While Richard Krajicek and MaliVai Washington posed for their pre-match photograph at the net, Johnson lifted her apron as she ran past the pair. She was escorted away by security shortly after.
Krajicek won the match, but Washington said during the trophy ceremony, “I look over and see this streaker. She lifted up the apron and she was smiling at me. I got flustered and three sets later I was gone; that was pretty funny.”
Pat Cash's Champion Climb - 1987
It’s normal to celebrate victory in tennis, whether you jump up and down or eat grass like Djokovic.

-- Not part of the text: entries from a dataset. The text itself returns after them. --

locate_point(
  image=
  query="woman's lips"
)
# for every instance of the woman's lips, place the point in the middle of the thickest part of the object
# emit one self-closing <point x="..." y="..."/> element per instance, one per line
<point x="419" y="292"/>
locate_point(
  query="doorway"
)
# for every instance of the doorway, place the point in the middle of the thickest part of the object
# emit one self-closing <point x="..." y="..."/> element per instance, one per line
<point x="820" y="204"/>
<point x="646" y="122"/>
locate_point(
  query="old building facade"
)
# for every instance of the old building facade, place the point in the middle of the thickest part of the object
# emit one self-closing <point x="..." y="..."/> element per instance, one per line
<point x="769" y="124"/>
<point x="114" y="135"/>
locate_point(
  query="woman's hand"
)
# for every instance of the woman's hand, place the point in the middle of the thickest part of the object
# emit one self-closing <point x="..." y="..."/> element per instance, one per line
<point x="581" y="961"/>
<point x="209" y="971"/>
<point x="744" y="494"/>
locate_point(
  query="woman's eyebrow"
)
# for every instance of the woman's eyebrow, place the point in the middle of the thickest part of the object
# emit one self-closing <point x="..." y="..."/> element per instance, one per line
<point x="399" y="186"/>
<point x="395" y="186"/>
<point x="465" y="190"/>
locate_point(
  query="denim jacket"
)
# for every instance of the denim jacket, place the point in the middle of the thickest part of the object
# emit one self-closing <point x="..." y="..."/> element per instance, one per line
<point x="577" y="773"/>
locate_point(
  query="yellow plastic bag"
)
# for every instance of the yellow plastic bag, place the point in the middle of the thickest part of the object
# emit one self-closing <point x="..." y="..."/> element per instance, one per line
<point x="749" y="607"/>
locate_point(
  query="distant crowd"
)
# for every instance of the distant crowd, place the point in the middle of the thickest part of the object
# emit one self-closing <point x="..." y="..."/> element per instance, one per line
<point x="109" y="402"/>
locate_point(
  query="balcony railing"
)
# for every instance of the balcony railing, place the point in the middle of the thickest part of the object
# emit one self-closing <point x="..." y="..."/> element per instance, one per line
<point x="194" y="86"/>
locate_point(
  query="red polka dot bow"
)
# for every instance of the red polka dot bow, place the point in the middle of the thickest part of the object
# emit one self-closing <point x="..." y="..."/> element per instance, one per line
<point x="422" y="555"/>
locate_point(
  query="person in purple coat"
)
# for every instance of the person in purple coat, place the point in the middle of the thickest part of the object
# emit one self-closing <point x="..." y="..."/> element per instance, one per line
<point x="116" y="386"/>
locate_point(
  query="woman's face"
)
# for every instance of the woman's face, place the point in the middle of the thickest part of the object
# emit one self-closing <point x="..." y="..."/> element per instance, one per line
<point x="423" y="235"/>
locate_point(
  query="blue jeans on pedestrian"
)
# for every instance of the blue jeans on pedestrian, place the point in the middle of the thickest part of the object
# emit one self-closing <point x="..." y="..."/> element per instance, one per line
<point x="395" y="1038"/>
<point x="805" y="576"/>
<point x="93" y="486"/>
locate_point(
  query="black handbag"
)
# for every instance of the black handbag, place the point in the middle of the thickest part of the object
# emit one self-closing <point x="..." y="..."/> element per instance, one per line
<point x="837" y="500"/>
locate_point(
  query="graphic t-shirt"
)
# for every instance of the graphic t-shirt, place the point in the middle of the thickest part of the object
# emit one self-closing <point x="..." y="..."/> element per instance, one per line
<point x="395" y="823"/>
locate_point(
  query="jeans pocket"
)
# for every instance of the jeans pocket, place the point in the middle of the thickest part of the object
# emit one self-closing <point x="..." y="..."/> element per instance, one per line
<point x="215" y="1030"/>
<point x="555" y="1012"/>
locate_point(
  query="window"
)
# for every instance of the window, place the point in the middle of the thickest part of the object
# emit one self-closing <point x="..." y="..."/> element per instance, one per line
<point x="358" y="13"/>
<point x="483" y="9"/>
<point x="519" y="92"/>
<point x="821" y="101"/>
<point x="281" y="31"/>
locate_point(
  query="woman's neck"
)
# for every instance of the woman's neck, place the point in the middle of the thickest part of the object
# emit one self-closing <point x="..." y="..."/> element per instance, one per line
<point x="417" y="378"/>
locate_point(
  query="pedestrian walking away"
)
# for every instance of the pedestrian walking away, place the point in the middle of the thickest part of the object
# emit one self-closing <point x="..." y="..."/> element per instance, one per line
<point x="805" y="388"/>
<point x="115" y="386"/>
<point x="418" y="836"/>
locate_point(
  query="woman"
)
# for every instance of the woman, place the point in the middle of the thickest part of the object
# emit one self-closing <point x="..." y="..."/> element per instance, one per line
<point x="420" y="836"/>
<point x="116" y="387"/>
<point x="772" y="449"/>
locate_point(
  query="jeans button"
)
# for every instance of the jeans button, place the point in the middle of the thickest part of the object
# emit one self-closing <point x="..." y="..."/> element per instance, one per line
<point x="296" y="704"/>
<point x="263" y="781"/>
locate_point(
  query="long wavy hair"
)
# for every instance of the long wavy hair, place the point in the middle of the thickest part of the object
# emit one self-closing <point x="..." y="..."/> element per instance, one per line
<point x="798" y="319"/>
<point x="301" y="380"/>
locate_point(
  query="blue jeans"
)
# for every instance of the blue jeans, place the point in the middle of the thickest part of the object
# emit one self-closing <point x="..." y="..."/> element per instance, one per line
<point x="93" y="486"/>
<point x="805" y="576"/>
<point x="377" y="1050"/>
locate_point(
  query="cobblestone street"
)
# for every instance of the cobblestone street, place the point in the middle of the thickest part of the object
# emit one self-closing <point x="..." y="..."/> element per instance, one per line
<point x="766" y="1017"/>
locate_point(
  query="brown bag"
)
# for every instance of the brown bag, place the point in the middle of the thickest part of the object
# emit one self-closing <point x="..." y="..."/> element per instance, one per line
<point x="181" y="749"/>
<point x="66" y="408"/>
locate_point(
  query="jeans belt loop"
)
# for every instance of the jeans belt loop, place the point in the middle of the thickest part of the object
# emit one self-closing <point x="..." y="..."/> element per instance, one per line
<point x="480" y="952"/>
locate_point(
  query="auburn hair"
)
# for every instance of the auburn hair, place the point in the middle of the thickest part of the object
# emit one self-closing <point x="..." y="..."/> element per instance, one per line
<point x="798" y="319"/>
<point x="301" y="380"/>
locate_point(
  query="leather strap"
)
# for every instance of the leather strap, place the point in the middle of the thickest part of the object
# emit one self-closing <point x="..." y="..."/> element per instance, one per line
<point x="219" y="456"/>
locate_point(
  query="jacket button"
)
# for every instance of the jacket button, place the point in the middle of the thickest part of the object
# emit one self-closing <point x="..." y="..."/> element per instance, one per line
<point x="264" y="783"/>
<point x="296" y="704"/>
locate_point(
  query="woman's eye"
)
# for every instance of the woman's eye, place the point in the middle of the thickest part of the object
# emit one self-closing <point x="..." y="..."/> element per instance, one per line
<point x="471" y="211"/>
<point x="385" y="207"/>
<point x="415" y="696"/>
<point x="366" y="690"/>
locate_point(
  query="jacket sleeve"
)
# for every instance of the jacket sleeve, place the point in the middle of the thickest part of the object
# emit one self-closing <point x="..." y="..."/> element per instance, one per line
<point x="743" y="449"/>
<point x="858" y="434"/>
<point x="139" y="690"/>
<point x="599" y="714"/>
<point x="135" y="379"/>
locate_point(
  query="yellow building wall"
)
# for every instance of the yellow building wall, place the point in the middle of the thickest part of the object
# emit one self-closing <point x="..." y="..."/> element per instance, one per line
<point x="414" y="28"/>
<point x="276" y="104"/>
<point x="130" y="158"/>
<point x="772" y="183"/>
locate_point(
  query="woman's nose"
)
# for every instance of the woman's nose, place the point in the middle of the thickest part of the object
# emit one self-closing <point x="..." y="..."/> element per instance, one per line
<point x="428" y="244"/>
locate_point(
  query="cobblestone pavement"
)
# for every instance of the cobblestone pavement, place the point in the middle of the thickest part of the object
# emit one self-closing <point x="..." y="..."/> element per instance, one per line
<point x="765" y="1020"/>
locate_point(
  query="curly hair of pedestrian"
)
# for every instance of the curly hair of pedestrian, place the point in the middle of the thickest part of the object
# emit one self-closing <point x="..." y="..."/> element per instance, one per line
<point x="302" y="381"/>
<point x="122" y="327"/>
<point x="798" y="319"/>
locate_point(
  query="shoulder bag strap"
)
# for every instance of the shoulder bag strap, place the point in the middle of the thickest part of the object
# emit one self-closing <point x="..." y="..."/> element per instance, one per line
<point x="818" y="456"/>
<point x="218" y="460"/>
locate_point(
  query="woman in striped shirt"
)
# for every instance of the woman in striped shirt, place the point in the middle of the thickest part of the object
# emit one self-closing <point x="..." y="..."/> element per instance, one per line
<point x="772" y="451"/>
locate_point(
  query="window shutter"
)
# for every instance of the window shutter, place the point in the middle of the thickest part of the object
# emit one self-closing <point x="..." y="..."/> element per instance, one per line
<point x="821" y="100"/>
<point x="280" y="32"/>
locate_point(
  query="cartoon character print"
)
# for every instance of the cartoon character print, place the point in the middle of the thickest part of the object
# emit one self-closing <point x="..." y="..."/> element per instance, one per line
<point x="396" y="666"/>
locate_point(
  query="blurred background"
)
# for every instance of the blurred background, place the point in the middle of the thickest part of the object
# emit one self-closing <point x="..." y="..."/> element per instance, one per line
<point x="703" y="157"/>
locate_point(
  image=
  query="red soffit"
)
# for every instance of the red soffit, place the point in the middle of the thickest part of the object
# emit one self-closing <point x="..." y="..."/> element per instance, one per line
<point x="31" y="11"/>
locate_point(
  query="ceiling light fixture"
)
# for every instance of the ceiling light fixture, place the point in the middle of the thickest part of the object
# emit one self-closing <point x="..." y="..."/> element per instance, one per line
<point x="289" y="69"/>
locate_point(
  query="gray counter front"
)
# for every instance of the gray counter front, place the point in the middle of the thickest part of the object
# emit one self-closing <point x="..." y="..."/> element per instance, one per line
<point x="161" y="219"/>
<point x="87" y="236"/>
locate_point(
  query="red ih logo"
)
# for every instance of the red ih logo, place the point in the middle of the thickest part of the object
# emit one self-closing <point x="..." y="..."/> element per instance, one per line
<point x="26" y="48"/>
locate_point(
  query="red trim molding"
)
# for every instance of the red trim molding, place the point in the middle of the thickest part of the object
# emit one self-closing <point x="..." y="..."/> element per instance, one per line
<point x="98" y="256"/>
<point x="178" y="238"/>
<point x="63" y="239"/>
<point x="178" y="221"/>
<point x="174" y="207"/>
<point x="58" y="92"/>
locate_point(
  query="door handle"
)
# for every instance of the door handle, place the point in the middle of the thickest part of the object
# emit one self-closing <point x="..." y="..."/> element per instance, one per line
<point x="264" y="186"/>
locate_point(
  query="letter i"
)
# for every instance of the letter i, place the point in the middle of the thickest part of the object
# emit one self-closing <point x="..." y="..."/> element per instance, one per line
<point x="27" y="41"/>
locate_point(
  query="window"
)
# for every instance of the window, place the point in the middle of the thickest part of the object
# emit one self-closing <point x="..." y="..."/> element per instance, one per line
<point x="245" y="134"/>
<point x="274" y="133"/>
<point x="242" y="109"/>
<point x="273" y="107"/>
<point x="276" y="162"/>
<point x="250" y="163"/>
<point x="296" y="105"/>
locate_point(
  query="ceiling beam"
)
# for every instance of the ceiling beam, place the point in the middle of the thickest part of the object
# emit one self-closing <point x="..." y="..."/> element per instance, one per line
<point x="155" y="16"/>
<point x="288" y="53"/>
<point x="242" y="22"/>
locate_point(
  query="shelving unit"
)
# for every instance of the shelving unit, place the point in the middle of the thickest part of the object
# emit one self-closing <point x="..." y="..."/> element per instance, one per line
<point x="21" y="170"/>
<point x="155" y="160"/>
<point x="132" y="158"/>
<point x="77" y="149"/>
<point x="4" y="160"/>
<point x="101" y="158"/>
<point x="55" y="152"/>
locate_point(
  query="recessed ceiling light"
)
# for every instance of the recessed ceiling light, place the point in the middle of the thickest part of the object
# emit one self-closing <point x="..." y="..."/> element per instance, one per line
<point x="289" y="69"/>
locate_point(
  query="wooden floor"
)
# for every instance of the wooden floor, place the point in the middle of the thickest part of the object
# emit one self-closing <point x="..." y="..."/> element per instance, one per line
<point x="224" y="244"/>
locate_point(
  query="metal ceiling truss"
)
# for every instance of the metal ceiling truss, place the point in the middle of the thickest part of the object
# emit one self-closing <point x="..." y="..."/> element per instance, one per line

However, not every celebration becomes tradition.
Scaling the terrace to reach the player’s box is now an iconic Wimbledon celebration, but the first player to do so was Pat Cash in 1987.
After his 7-6 (7-5), 6-2, 7-5 win against Ivan Lendl, Cash ran to the stands and climbed through the cheering crowd, onto the roof of the commentator’s box and embraced his coach, Ian Barclay, his father, and others in the box.
Since then, 14 other players have done the same to celebrate with their friends and family, becoming an unofficial tradition. Since 2014, it’s become a little easier to do so with the installation of a small gate so that players don’t have to climb through the crowd.